An unlicensed assistive personnel (UAP) reports to the RN that a patient with acute kidney failure had a urine output of 350 mL over the past 24 hours after receiving furosemide 40 mg IV push. The UAP asks the nurse how this can happen. What is the nurse's *best* response? •"During the oliguric phase of acute kidney failure, patients often do not respond well to either fluid challenges or diuretics." •"There must be some sort of error. Someone must have failed to record the urine output." •"A patient with acute kidney failure retains sodium and water, which counteracts the action of the furosemide." •"The gradual accumulation of nitrogenous waste products results in the retention of water and sodium."

•"During the oliguric phase of acute kidney failure, patients often do not respond well to either fluid challenges or diuretics." •During the oliguric phase of acute kidney failure, a patient's urine output is greatly reduced. Fluid boluses and diuretics do not work well. This phase usually lasts from 8 to 15 days. Although there are occasionally omissions in recording intake and output, this is probably not the cause of the patient's decreased urine output. Retention of sodium and water is the rationale for giving furosemide, not the reason that it is ineffective. Nitrogenous wastes build up as a result of the kidneys' inability to perform their elimination function.
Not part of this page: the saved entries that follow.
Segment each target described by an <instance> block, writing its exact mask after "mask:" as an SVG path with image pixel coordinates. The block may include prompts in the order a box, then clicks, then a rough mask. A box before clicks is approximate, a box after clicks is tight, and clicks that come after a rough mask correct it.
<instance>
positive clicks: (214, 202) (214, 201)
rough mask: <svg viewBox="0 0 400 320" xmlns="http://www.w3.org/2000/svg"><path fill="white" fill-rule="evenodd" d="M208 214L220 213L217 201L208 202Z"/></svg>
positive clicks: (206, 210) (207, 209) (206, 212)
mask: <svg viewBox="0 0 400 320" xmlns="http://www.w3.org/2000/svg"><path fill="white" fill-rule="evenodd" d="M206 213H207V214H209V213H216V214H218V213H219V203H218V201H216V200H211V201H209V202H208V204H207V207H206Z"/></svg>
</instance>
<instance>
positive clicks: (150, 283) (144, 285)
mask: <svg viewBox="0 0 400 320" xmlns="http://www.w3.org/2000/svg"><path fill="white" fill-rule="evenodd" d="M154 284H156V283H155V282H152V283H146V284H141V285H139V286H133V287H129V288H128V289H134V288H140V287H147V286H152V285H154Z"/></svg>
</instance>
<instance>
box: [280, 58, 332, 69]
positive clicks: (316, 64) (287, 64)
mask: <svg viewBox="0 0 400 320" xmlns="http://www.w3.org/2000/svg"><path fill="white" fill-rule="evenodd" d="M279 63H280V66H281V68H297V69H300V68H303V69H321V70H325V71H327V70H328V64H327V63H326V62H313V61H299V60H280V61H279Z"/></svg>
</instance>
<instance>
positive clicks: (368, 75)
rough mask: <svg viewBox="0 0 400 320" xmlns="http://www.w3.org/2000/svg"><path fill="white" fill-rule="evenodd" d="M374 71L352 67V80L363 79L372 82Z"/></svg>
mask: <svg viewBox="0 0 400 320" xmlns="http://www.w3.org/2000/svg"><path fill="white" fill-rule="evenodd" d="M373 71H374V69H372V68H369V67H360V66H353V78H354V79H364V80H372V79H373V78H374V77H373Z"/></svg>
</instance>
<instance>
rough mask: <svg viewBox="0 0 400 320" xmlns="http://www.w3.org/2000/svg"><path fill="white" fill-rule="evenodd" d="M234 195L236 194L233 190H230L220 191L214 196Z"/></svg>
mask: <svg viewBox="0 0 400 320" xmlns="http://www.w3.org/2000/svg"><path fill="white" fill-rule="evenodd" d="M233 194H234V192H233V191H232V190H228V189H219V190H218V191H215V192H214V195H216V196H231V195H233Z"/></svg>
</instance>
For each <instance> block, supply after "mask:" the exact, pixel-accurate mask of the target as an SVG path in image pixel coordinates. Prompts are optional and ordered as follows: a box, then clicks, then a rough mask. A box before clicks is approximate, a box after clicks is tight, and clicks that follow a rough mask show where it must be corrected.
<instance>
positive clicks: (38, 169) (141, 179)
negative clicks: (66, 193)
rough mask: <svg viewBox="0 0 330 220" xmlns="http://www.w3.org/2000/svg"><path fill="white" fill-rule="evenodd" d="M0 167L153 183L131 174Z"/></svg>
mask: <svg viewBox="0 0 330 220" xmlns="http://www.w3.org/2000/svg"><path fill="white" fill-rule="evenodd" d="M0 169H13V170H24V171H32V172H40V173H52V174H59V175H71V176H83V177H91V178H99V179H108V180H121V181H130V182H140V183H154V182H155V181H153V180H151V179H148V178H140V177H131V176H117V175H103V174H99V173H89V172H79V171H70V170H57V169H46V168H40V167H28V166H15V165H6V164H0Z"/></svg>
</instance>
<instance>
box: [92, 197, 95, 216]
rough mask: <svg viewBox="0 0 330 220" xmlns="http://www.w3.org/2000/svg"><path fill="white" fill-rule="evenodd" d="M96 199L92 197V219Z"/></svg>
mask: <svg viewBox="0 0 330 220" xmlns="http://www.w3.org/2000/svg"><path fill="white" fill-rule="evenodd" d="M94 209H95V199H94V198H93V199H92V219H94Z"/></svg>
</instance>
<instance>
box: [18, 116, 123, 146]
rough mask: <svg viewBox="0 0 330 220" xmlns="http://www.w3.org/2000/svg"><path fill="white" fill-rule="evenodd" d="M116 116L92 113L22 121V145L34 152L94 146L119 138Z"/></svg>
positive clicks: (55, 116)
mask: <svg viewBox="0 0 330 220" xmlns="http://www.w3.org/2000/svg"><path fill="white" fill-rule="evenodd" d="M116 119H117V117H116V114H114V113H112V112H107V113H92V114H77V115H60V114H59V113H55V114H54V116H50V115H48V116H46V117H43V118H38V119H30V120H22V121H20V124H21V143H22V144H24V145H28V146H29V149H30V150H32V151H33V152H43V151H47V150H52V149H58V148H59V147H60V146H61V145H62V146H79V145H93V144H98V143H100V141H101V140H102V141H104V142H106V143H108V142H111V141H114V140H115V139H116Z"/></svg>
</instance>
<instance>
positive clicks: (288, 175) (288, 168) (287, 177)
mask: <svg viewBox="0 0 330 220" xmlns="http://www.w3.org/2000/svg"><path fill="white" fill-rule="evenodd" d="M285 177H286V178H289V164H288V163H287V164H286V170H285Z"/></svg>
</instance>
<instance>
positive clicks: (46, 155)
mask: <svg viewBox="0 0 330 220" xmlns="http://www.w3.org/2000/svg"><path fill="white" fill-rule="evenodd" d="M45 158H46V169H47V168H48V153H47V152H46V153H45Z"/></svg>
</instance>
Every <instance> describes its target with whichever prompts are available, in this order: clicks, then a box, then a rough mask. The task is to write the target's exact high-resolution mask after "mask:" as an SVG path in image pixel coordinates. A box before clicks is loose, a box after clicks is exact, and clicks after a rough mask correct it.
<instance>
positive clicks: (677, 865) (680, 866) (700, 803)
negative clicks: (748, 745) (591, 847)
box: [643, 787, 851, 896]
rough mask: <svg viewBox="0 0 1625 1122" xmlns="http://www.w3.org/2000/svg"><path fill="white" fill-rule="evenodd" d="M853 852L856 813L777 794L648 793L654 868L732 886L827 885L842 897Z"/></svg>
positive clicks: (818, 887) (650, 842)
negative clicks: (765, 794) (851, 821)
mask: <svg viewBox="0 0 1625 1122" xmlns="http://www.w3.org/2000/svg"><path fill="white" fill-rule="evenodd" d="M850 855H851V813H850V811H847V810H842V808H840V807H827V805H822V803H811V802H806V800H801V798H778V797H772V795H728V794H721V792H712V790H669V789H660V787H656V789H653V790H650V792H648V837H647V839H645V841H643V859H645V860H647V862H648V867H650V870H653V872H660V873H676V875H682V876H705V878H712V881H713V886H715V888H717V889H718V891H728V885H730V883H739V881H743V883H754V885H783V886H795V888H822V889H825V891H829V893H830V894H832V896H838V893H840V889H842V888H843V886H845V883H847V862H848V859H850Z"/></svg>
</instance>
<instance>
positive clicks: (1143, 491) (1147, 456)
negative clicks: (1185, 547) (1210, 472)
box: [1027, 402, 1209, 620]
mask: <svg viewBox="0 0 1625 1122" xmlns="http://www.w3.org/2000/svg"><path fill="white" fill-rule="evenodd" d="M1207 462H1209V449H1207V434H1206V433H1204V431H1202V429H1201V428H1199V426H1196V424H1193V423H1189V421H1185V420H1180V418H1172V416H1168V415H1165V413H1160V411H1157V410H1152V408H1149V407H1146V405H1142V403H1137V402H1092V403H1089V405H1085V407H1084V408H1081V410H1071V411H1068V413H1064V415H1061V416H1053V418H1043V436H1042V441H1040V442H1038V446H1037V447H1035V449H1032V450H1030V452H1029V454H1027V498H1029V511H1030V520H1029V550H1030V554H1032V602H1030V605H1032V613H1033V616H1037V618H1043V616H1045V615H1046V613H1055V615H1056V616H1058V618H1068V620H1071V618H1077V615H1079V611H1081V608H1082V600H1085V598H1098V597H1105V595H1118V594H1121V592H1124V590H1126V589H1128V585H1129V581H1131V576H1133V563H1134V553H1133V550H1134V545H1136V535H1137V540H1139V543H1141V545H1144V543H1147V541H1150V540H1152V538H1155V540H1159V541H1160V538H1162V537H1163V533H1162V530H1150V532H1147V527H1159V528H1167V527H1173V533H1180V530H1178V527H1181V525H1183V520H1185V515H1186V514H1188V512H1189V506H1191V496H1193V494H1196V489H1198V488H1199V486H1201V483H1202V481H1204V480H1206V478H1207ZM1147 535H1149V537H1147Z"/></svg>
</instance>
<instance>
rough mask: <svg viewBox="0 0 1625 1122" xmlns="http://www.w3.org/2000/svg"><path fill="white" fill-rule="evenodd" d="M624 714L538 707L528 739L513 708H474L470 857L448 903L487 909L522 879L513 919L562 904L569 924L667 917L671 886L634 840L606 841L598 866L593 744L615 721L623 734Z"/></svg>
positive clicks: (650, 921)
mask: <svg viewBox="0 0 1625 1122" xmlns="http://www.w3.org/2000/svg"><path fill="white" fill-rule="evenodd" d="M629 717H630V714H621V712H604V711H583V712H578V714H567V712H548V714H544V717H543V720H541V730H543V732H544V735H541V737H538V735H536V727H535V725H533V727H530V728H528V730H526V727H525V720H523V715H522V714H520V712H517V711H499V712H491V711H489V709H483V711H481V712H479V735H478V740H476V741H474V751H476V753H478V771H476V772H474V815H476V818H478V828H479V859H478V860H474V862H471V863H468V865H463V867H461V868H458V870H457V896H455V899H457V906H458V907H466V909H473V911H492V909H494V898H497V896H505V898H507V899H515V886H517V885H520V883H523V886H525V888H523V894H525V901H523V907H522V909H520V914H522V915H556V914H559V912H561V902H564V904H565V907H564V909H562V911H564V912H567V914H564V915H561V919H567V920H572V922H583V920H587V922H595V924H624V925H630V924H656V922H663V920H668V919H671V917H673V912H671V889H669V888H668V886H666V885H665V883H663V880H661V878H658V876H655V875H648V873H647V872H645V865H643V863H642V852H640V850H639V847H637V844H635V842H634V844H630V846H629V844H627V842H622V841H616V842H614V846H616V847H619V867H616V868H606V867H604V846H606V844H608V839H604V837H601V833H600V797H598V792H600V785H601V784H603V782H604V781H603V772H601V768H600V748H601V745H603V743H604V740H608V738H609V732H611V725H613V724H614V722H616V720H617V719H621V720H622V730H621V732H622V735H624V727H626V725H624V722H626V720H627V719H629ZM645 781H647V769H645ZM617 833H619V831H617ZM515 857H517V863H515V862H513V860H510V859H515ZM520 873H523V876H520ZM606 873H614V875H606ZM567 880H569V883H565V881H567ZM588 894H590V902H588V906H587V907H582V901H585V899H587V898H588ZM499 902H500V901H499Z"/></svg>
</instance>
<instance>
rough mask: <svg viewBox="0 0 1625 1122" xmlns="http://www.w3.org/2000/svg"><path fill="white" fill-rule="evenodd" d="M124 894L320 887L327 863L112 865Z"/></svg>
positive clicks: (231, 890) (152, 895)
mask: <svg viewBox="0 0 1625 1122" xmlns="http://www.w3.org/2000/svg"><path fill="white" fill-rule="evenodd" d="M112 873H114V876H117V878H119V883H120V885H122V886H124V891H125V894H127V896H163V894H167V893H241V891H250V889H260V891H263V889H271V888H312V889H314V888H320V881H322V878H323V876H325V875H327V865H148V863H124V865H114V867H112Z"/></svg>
A patient is being admitted to rule out interstitial cystitis. What should the nurse's plan of care for this patient include specific to this diagnosis? •Take daily urine samples for urinalysis •Maintain accurate intake and output records •Obtain an admission urine sample to determine electrolyte levels •Teach the patient about the cystoscopy procedure

•Teach the patient about the cystoscopy procedure •A cystoscopy is needed to accurately diagnose interstitial cystitis. Urinalysis may show white blood cells and red blood cells but no bacteria. The patient will probably need a urinalysis upon admission, but daily samples do not need to be obtained. Intake and output may be assessed, but results will not contribute to the diagnosis. Cystitis does not usually affect urine electrolyte levels.

The nurse has delegated collection of a urinalysis specimen to an experienced unlicensed assistive personnel (UAP). For which action must the nurse intervene? •The UAP provides the patient with a specimen cup •The UAP reminds the patient of the need for the specimen •The UAP assists the patient to the bathroom •The UAP allows the specimen to sit for more than 1 hour

•The UAP allows the specimen to sit for more than 1 hour •Urine specimens become more alkaline when left standing unrefrigerated for more than 1 hour, when bacteria are present, or when a specimen is left uncovered. Alkaline urine increases cell breakdown; thus, the presence of red blood cells may be missed on analysis. Ensure that urine specimens are covered and delivered to the laboratory promptly or refrigerated. Actions 1, 2, and 3 are appropriate for urinalysis specimen collection.

The nurse is caring for a patient with risk for kidney disease for whom a urinalysis has been ordered. What time would the nurse instruct the unlicensed assistive personnel is *best* to collect this sample? •With first morning void •Before any meal •At bedtime •Immediately

•With first morning void •Urinalysis is a part of any complete physical examination and is especially useful for patients with suspected kidney or urologic disorders. Ideally, the urine specimen is collected at the morning's first voiding. Specimens obtained at other times may be too dilute.